TOKYO - The announcement of Japanese Emperor Akihito's eldest granddaughter's imminent wedding to a university friend was reported prominently by the country's media Wednesday.
Public broadcaster NHK reported Tuesday evening that Princess Mako is likely to marry her university classmate Kei Komuro in 2018.
In a ten-minute chat with the media on Wednesday, 25-year-old Komuro said he had spoken to Mako over the telephone in the morning and added that he would give out more details at the appropriate time.
The engagement will become official with an exchange of ceremonial gifts after which a date will be set for the wedding.
The couple had met five years ago at an event at a restaurant in Tokyo, a source from the Imperial Household told NHK.
The source added that Komuro proposed to the 25-year-old princess about a year after they met and that Mako's parents have already approved of the relationship.

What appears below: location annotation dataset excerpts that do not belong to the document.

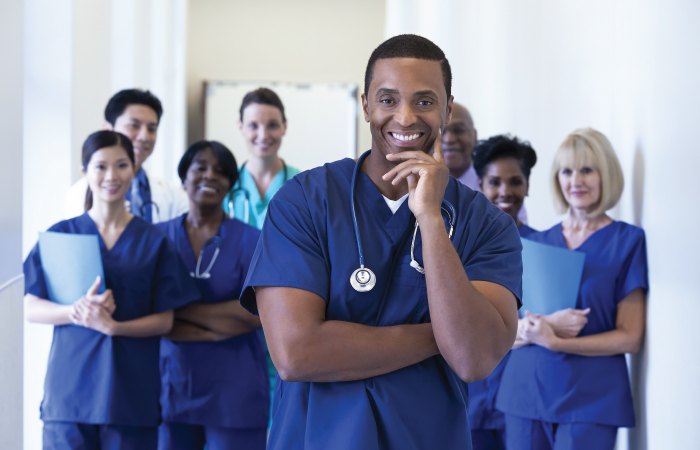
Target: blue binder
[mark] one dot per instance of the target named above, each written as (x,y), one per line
(71,263)
(551,277)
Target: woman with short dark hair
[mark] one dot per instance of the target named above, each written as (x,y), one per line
(214,375)
(573,392)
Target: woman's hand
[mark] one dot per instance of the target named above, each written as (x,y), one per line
(427,178)
(568,323)
(90,314)
(106,299)
(537,331)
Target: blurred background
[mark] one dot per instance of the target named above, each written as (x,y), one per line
(537,69)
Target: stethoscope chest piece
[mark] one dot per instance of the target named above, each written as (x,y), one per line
(363,279)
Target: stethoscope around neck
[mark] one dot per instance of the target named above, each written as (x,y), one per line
(215,240)
(363,279)
(232,195)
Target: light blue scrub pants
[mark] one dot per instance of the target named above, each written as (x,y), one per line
(526,434)
(83,436)
(488,439)
(182,436)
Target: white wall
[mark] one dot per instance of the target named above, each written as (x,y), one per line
(279,40)
(48,160)
(11,280)
(539,69)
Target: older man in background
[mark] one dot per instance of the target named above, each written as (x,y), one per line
(458,142)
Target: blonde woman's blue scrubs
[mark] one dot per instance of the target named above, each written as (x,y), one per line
(308,242)
(215,393)
(245,193)
(578,401)
(102,392)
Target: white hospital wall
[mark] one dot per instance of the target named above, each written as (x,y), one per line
(11,280)
(279,40)
(539,69)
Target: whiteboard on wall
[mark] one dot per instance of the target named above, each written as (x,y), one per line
(321,118)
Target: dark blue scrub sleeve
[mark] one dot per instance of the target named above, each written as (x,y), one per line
(288,240)
(497,257)
(635,271)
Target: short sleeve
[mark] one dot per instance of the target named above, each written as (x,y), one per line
(289,252)
(635,271)
(34,282)
(172,286)
(497,257)
(248,248)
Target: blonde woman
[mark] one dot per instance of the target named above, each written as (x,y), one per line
(573,393)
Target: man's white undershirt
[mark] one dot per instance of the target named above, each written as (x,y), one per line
(394,205)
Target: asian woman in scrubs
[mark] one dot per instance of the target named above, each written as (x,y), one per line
(215,385)
(263,126)
(574,393)
(103,379)
(503,164)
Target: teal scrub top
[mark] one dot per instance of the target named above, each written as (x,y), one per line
(257,208)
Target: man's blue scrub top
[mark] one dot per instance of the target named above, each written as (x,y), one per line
(308,242)
(222,384)
(99,379)
(563,388)
(483,414)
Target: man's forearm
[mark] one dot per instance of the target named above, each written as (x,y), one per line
(470,332)
(224,317)
(188,332)
(346,351)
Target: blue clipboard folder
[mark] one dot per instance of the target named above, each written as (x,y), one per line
(71,263)
(551,277)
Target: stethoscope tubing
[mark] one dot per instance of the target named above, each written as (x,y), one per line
(445,206)
(216,240)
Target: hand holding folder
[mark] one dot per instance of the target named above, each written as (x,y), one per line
(71,263)
(551,277)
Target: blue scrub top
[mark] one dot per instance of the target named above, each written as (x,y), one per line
(98,379)
(144,191)
(483,414)
(525,230)
(245,186)
(225,383)
(308,242)
(565,388)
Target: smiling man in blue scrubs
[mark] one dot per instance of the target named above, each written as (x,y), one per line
(383,368)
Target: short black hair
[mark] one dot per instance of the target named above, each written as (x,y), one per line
(119,101)
(503,146)
(226,160)
(410,46)
(263,96)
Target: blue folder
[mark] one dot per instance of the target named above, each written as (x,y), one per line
(71,263)
(551,277)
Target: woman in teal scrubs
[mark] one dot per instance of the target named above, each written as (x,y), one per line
(263,125)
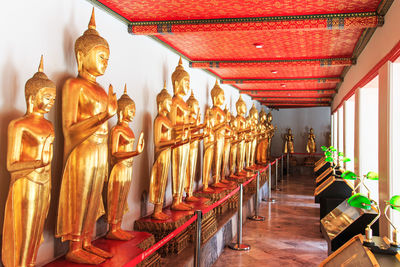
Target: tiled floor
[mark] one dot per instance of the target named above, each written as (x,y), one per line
(290,234)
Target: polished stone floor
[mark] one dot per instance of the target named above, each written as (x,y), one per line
(290,234)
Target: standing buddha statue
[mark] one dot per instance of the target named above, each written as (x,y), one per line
(218,99)
(29,155)
(208,150)
(121,146)
(235,139)
(179,116)
(289,142)
(271,132)
(241,110)
(254,132)
(263,140)
(227,147)
(194,120)
(86,108)
(311,142)
(163,143)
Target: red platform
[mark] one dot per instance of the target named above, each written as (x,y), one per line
(123,251)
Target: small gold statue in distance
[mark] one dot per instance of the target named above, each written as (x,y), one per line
(208,151)
(271,132)
(218,99)
(163,143)
(179,116)
(289,142)
(311,148)
(121,145)
(263,141)
(86,108)
(29,154)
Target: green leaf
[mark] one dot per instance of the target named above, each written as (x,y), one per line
(329,159)
(395,202)
(359,201)
(349,175)
(372,176)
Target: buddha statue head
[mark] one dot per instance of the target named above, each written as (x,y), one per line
(269,117)
(180,80)
(263,116)
(164,100)
(126,107)
(40,92)
(217,95)
(92,51)
(193,105)
(241,107)
(253,112)
(227,115)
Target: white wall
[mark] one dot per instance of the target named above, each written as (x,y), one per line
(300,121)
(383,40)
(31,28)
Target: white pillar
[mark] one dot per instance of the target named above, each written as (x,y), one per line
(385,150)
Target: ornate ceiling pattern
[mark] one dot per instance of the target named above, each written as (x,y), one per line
(283,53)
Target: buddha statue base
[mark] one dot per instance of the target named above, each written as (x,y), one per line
(310,161)
(218,194)
(123,251)
(161,228)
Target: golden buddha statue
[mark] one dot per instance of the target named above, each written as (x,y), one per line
(235,139)
(248,139)
(253,113)
(29,154)
(263,140)
(163,143)
(311,142)
(194,120)
(218,99)
(121,145)
(289,142)
(86,108)
(179,116)
(208,151)
(271,132)
(241,110)
(227,147)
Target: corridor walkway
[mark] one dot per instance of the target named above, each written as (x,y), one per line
(290,234)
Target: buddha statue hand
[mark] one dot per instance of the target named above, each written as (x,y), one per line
(140,145)
(111,102)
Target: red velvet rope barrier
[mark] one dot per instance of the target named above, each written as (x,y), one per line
(313,154)
(141,257)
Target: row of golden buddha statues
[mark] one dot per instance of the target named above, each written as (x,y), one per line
(230,145)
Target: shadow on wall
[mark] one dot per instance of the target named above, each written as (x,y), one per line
(8,112)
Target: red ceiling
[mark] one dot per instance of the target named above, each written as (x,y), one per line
(276,44)
(301,40)
(162,10)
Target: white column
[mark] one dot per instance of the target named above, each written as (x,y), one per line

The princess is working as a researcher at a museum in Tokyo while Komuro, a resident of the Yokohama locality, is a legal assistant at a law office, and is also pursuing a master's in business law.
Mako is the elder daughter of Prince Akishino, the second son of the emperor and second in line to the Chrysanthemum Throne after Prince Naruhito.
Mako's marriage will further shrink Japan's imperial family, an aged and dwindling institution, which is heading towards a huge generational gap.
The marriage could also reopen the debate on the law that has been governing the royal household since 1947, and that doesn't recognize the so-called collateral institutional branches, making women who marry out of royalty to lose their royal status.
The world's oldest reigning hereditary dynasty comprises 19 members, out of which only four are men, making them the only ones who can accede to the throne: Emperor Akihito (83), Prince Naruhito (57), Prince Akishino (51) and Prince Hisahito (10), younger brother of Princess Mako.